Mortgage loans originated in the fourth quarter continued to exhibit low credit risk, as they did in the previous quarter, according to CoreLogic’s U.S. Housing Credit Index.
The level of credit risk was about the same as the third quarter and was slightly improved compared with the fourth quarter of 2015, according to the report, which measures risk on closed loans with respect to credit score, loan-to-value (LTV) and debt-to-income (DTI).
The report shows that in terms of credit risk, loans originated in the fourth quarter are among the highest quality since 2001.
The average borrower credit score in the fourth quarter was 737, up three points from the fourth quarter of 2015, when it was 734.
CoreLogic notes that in the fourth quarter, the share of home buyers with credit scores under 640 was about one-tenth of those in 2001.
The average DTI for home buyers in the fourth quarter was similar to the fourth quarter of 2015, at 36%.
CoreLogic notes that the share of home buyers with DTIs greater than or equal to 43% increased only slightly compared with 2001.
The LTV for home buyers increased by less than one percentage point, year over year, rising from 86.7% to 87.1%.
In the fourth quarter, the share of home buyers with LTVs greater than or equal to 95% had increased by more than one-fourth compared with 2001.
“Mortgage loans closed during the final three months of 2016 had characteristics that contribute to relatively low levels of default risk,” says Frank Nothaft, chief economist for CoreLogic, in a statement. “While our index indicates somewhat less risk than both a quarter and a year earlier, this partly reflects the large refinance share of fourth-quarter originations.
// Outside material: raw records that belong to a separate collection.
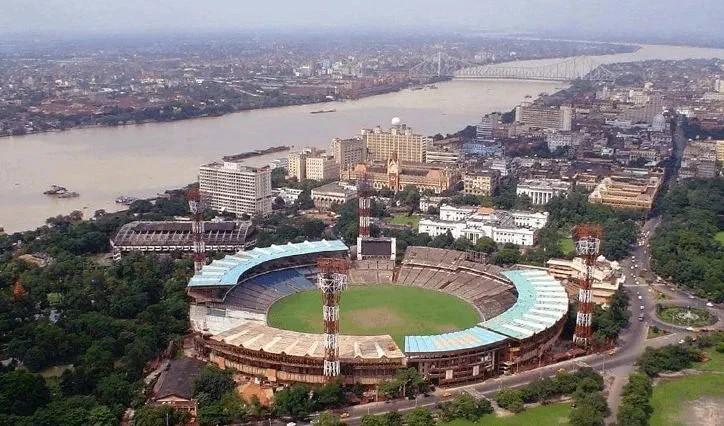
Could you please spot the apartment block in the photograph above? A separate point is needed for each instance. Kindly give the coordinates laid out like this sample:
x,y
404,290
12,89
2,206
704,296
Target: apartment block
x,y
236,188
543,117
398,142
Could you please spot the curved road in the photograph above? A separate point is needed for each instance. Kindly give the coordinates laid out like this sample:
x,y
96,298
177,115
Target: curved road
x,y
632,342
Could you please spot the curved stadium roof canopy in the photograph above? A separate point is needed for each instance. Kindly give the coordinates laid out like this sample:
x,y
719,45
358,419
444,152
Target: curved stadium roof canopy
x,y
542,302
226,272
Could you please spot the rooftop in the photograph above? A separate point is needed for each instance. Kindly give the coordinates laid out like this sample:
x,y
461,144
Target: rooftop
x,y
542,301
260,337
227,271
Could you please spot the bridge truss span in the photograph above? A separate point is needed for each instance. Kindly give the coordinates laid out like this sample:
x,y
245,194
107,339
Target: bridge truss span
x,y
584,68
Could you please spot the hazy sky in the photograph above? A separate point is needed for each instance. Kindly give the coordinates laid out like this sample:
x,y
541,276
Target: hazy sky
x,y
653,17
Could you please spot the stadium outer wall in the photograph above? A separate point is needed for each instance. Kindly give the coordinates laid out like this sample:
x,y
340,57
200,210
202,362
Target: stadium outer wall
x,y
443,368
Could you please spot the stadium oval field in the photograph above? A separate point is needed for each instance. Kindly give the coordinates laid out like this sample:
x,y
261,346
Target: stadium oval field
x,y
237,325
377,309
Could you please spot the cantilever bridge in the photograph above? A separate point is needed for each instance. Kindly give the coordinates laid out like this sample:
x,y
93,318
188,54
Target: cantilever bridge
x,y
442,65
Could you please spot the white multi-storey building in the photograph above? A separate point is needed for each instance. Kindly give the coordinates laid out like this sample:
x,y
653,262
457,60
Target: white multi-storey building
x,y
399,142
517,227
541,191
322,167
235,188
348,152
544,117
289,195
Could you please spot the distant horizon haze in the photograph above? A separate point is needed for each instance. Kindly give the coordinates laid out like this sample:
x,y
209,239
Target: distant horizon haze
x,y
614,20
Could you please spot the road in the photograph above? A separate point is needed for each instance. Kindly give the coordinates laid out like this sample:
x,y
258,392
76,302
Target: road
x,y
632,341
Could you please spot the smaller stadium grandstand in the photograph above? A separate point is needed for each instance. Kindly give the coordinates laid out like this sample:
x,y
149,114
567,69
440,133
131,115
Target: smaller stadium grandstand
x,y
176,236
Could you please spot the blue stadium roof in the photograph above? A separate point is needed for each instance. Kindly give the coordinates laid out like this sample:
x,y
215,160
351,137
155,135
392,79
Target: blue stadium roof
x,y
473,337
542,301
226,272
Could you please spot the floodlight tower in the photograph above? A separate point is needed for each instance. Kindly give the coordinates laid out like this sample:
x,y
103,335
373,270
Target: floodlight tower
x,y
331,280
363,193
588,244
197,227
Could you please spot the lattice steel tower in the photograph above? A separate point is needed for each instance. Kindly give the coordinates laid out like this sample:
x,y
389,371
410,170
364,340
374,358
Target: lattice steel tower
x,y
363,193
197,227
588,244
332,279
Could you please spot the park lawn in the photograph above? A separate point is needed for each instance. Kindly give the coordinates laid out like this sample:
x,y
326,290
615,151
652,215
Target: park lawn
x,y
719,236
377,309
552,414
672,397
404,219
566,245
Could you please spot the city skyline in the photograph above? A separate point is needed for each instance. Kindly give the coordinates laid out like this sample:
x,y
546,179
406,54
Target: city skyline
x,y
566,18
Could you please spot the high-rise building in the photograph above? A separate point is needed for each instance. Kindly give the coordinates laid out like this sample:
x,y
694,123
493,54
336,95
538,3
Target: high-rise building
x,y
719,150
485,130
399,142
235,188
297,165
321,167
699,160
545,117
397,175
627,191
348,152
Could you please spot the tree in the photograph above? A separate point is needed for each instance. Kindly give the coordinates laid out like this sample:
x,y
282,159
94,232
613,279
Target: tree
x,y
101,416
114,389
294,401
331,395
21,393
278,204
214,382
419,417
304,201
668,358
462,244
327,418
635,408
510,399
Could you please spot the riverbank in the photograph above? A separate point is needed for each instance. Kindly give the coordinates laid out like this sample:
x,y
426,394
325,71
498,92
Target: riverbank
x,y
143,160
163,114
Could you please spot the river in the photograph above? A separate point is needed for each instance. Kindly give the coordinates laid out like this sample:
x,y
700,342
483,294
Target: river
x,y
141,160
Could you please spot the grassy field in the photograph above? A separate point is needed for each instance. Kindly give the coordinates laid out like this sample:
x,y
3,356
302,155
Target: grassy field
x,y
719,236
404,219
566,245
696,317
694,399
377,309
553,414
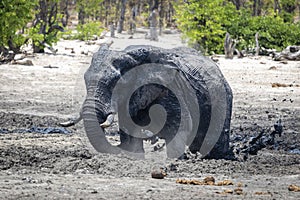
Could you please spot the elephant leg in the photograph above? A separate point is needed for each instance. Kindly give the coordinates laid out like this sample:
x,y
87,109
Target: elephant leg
x,y
131,144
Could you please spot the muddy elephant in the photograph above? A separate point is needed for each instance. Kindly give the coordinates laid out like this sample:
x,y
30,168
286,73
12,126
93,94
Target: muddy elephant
x,y
140,81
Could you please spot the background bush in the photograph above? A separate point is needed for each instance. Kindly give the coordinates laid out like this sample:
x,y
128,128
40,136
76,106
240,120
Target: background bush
x,y
205,23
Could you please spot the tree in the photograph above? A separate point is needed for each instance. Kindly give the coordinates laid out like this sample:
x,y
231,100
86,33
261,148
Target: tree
x,y
46,25
122,16
204,23
14,15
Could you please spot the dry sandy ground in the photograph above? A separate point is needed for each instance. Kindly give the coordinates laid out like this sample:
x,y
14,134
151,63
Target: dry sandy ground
x,y
58,166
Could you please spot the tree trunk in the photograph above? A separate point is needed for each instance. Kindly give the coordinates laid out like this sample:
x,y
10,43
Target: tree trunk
x,y
228,46
257,44
161,17
122,16
153,26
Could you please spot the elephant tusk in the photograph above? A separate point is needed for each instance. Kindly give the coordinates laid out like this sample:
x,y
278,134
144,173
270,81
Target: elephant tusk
x,y
108,122
71,122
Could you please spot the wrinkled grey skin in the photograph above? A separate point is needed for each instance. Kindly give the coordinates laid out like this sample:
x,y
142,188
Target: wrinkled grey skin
x,y
108,66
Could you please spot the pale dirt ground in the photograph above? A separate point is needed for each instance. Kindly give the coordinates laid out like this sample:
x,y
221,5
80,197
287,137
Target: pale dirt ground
x,y
56,166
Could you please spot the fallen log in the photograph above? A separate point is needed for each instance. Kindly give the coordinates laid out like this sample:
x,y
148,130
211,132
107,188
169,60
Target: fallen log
x,y
290,53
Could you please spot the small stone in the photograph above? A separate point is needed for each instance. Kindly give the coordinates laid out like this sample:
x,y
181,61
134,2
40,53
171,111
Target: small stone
x,y
209,180
238,191
294,188
225,182
158,174
94,192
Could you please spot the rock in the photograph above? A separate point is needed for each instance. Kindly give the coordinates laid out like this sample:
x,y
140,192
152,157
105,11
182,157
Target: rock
x,y
158,174
238,191
209,180
19,56
23,62
294,188
225,182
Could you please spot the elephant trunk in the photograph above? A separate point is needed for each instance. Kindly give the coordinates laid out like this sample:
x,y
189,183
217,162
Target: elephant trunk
x,y
94,113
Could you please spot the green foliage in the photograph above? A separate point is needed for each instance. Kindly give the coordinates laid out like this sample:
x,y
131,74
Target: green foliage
x,y
274,32
88,31
204,22
90,7
14,15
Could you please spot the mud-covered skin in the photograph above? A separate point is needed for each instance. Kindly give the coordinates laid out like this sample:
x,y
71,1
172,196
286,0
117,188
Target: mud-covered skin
x,y
108,66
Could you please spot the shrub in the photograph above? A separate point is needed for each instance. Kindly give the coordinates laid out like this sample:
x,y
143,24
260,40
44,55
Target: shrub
x,y
88,31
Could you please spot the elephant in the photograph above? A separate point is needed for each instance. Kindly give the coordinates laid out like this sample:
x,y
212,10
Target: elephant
x,y
138,82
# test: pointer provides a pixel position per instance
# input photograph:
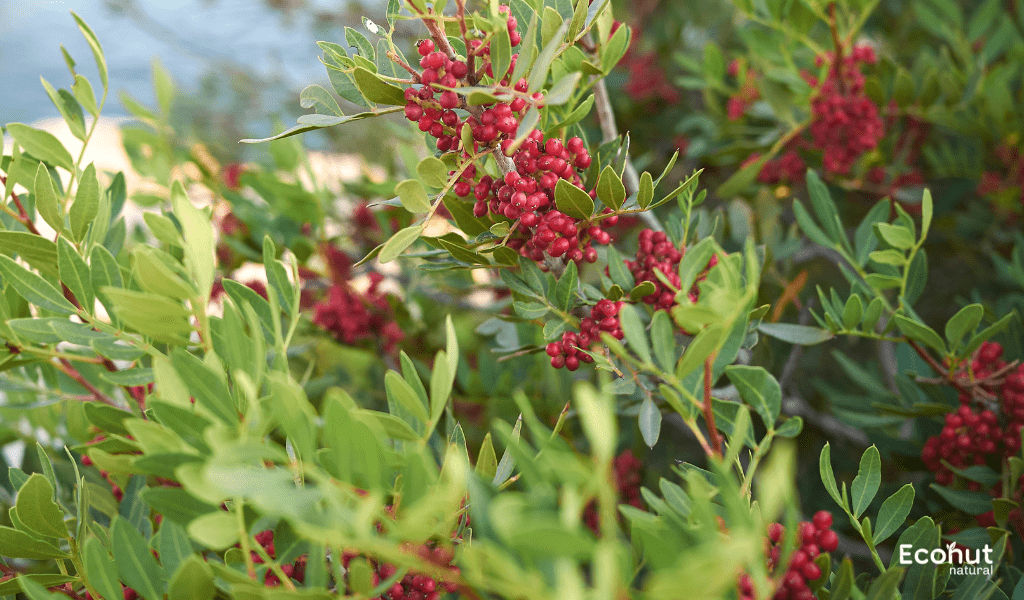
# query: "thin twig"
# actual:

Refinance borrowers typically have a lower LTV and DTI than purchase borrowers.”
Nothaft observed that mortgage rates have moved higher since November and are anticipated to rise even further during 2017.
“Refinance volume will decline with higher mortgage rates, and lenders generally will respond by applying the flexibility in underwriting guidelines to make loans to harder-to-qualify borrowers,” he says. “As this occurs, we should observe our index signaling a gradual increase in default risk. The evolution to a more purchase-dominated lending mix is also likely to increase fraud risk.”